Neural Networks Learning The Basics : Layers, Activation

This post continues from neural network basics part 1: Layers Matrix Multiplication. This post therefore assumes that you have basic knowledge on what a neuron is.

In neural network basics part 1: Layers Matrix Multiplication I covered matrix multiplication and defined a simple neural network as the weighted sum of inputs with the equation:

$Y = \sum{input*weight}$

if we include the bias term

$Y = \sum{input*weight + bias}$

In the above $Y$  can take on any value between -inf and inf. The activation function sets boundaries on the values of $Y$ . This property is very critical in the learning process as we will see in the Backpropagation post. Applying an activation function F(), transforms the equation to:

$Z = F(Y)$

This applies a non-linear transformation to the output, giving the neural network the capability to learn complex patterns. The equation without F(), the activation, is simply a linear transformation. A linear equation does not have the capability to learn more complex patterns. Therefore, a neural network without an activation function is a linear regression model.

How do we apply this transformation to our data?

Popular activation functions in machine learning literature include:

1. Step function
2. Linear function
3. Sigmoid function
4. Hyperbolic tangent function (tanh)
5. Relu

These functions can be visualized as:

These activation functions have been derived from the Ms Excel document below and we can see that they all have varying boundaries.

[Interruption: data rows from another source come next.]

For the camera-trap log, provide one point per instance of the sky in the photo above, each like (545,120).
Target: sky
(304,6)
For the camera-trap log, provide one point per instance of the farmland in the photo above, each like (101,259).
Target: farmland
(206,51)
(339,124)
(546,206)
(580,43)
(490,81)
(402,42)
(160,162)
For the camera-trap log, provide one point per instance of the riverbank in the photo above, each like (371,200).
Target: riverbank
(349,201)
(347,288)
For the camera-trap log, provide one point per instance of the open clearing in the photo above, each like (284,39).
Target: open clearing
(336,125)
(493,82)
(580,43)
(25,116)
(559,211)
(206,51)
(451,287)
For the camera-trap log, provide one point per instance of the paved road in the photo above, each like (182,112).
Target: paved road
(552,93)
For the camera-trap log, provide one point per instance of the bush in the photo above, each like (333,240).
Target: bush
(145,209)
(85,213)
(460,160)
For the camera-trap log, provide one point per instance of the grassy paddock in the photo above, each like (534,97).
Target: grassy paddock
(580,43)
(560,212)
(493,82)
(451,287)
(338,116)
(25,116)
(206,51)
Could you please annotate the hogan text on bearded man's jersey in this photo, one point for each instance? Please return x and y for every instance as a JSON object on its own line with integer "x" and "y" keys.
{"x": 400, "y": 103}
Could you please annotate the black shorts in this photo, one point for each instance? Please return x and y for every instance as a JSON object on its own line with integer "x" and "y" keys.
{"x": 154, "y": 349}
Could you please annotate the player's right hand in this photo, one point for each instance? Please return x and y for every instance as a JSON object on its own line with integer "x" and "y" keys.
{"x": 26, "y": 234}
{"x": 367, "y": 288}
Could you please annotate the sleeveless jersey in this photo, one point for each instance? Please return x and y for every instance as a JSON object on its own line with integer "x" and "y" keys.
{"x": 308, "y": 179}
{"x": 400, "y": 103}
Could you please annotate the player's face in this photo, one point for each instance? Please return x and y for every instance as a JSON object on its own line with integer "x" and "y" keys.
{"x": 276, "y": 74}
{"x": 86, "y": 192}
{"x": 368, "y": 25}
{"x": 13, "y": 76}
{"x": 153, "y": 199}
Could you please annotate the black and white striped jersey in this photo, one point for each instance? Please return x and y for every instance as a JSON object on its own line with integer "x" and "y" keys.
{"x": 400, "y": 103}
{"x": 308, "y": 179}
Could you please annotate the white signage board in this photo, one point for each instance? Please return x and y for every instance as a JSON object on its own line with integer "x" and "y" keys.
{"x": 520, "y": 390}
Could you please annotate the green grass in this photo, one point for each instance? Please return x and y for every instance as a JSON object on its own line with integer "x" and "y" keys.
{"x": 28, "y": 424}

Let us use the Hyperbolic Tangent function (tanh) as an example. The expression for tanh function is given as:

$F(Y) = \frac {e^{Y} - e^{-Y}} {e^{Y} + e^{-Y}}$

Therefore if $Y$ was equal to 3, F(3) = (EXP(3)-EXP(-3))/(EXP(3)+EXP(-3)) = 0.995055

Let us apply the tanh transformation to the excel example.

In this post I explained how an activation function is applied to a neural network. This therefore concludes how neuron values are computed. Recall that the weight is a trainable parameter and that in my example I used random values not optimal values. So how does a neural network learn the optimal values? There needs to be some sort of learning rule applied so that the neural network can learn how to best represent $Y$.  In the next blog post I will look at the loss function and Backpropagation.
Backpropagation is how the neural network learns the values of the weights that best represent $Y$.  The weights that best represent $Y$ are those that produce the lowest error rates. The loss function calculates the error. This process forms the backbone of neural networks and I hope to give it justice.